Rogue:
Art of a Garden

by Rick Eckersley.
Photography by Will Salter.
Designed with Michael Bojkowski.
Out of print. First published in 2021.

Format
Hardcover, 268pp 370mm x 275mm
ISBN
9780648435518

Musk Cottage garden is maverick designer Rick Eckersley’s own private garden. It is the culmination of decades of experimentation in Australian landscape gardening and an emphatic expression of the loose, almost painterly approach to landscape design that Eckersley is renowned for.

Rogue: Art of a Garden documents and explores this remarkable Australian landscape and the sensibility that produced it. Much like the garden itself, it is far from orthodox. While evocative photography by Will Salter takes the reader on a journey through the garden’s plantings, textures, spaces and cycles, the book foregoes the typical series of accompanying explanatory essays. Instead, a selection of artworks by Australian artists, created in response to the garden, form richly subjective layers of interpretation.
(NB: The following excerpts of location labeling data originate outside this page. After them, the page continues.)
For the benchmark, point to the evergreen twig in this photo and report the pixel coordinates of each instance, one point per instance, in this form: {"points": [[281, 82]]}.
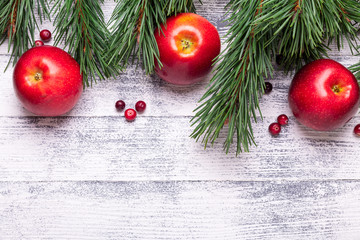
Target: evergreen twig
{"points": [[133, 23], [299, 30], [18, 23], [80, 25]]}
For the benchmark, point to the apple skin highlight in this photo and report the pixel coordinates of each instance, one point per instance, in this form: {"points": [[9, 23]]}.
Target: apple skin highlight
{"points": [[47, 81], [324, 95]]}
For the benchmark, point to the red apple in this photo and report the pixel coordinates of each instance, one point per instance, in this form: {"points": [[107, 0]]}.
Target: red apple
{"points": [[324, 95], [47, 81], [187, 45]]}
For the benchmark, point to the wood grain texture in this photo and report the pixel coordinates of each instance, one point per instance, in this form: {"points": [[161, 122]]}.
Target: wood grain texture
{"points": [[181, 210], [92, 175]]}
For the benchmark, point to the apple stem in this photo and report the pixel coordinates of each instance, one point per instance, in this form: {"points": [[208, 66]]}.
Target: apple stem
{"points": [[336, 89], [186, 44], [37, 76]]}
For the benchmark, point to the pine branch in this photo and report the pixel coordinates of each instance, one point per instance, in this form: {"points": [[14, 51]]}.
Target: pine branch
{"points": [[80, 25], [238, 79], [133, 23], [299, 30], [18, 23]]}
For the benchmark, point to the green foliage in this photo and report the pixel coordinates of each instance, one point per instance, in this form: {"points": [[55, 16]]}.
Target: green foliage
{"points": [[18, 23], [81, 27], [133, 23], [300, 31]]}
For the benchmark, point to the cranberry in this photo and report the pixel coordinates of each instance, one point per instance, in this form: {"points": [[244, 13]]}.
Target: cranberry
{"points": [[45, 35], [140, 106], [130, 114], [120, 105], [268, 87], [283, 119], [357, 130], [39, 43], [275, 128]]}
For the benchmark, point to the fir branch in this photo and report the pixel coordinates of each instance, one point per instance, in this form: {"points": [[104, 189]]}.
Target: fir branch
{"points": [[299, 30], [133, 23], [238, 79], [18, 23], [80, 25]]}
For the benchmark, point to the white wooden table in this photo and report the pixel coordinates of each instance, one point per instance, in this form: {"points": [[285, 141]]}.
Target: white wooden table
{"points": [[92, 175]]}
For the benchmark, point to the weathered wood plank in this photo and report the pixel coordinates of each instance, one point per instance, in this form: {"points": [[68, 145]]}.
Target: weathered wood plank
{"points": [[159, 148], [180, 210]]}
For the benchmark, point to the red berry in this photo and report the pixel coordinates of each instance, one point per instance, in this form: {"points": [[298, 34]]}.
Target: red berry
{"points": [[275, 128], [140, 106], [39, 43], [130, 114], [283, 119], [45, 35], [120, 105], [268, 87], [357, 130]]}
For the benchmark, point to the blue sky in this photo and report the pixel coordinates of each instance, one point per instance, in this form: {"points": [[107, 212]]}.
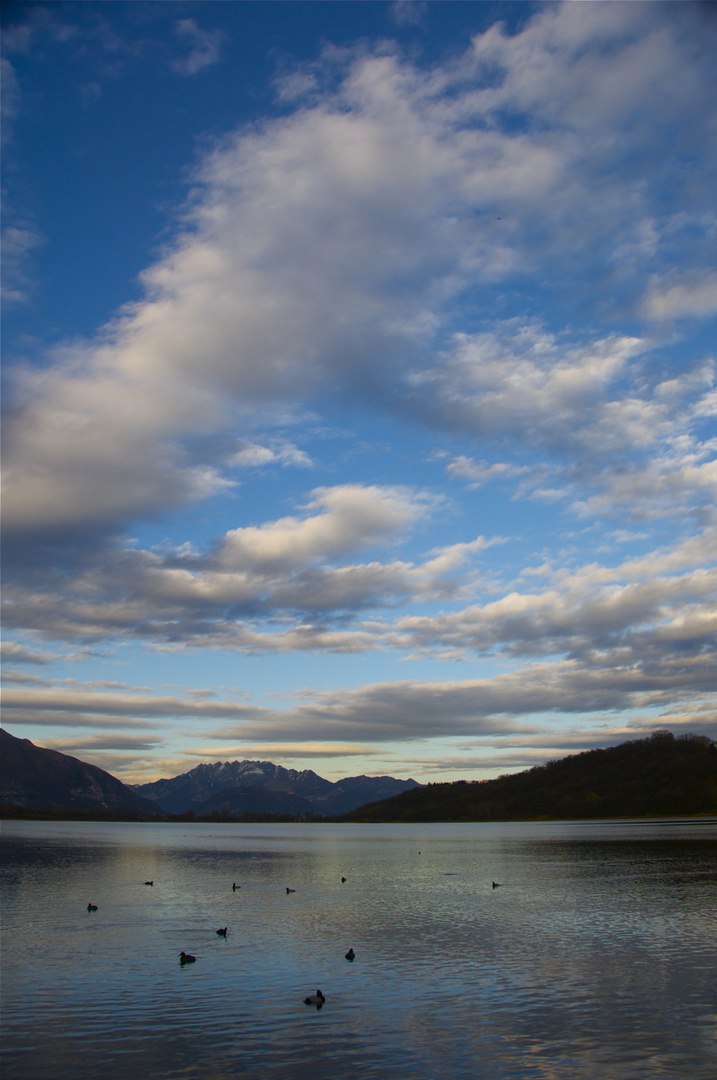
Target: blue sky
{"points": [[359, 381]]}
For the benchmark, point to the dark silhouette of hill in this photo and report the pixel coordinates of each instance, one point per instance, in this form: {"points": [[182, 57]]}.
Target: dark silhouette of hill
{"points": [[210, 787], [34, 778], [663, 775]]}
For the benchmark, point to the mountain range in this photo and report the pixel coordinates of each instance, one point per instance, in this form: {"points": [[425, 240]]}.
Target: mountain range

Short reflections by Eckersley of his work on the garden, and his learnings from a lifetime spent working within the Australian landscape, round out a publication that strives to capture the spirit of a landscape that has transcended the dogma and conventions of Australian gardening, to become an immersive, total work of art.


About the author

Rick Eckersley is lauded as one of Australian garden design’s trailblazers. Throughout his 30-year career, Eckersley has designed and overseen the creation of thousands of gardens. He spent many years as the voice of 3AW’s Smart Gardening and has published two books on landscape design.


Recognition

“[Rogue: Art of a Garden] emphasises what Eckersley calls 'the sensory' ... the book serves to evoke a mood. It includes not just images of the Musk Cottage garden and the plants it contained but works by a string of artists inspired by the place.”
—Megan Backhouse, The Age

“[Rogue will] take you on a journey through the landscape, as each piece beautifully captures the textures and layers found within the Musk Cottage garden.”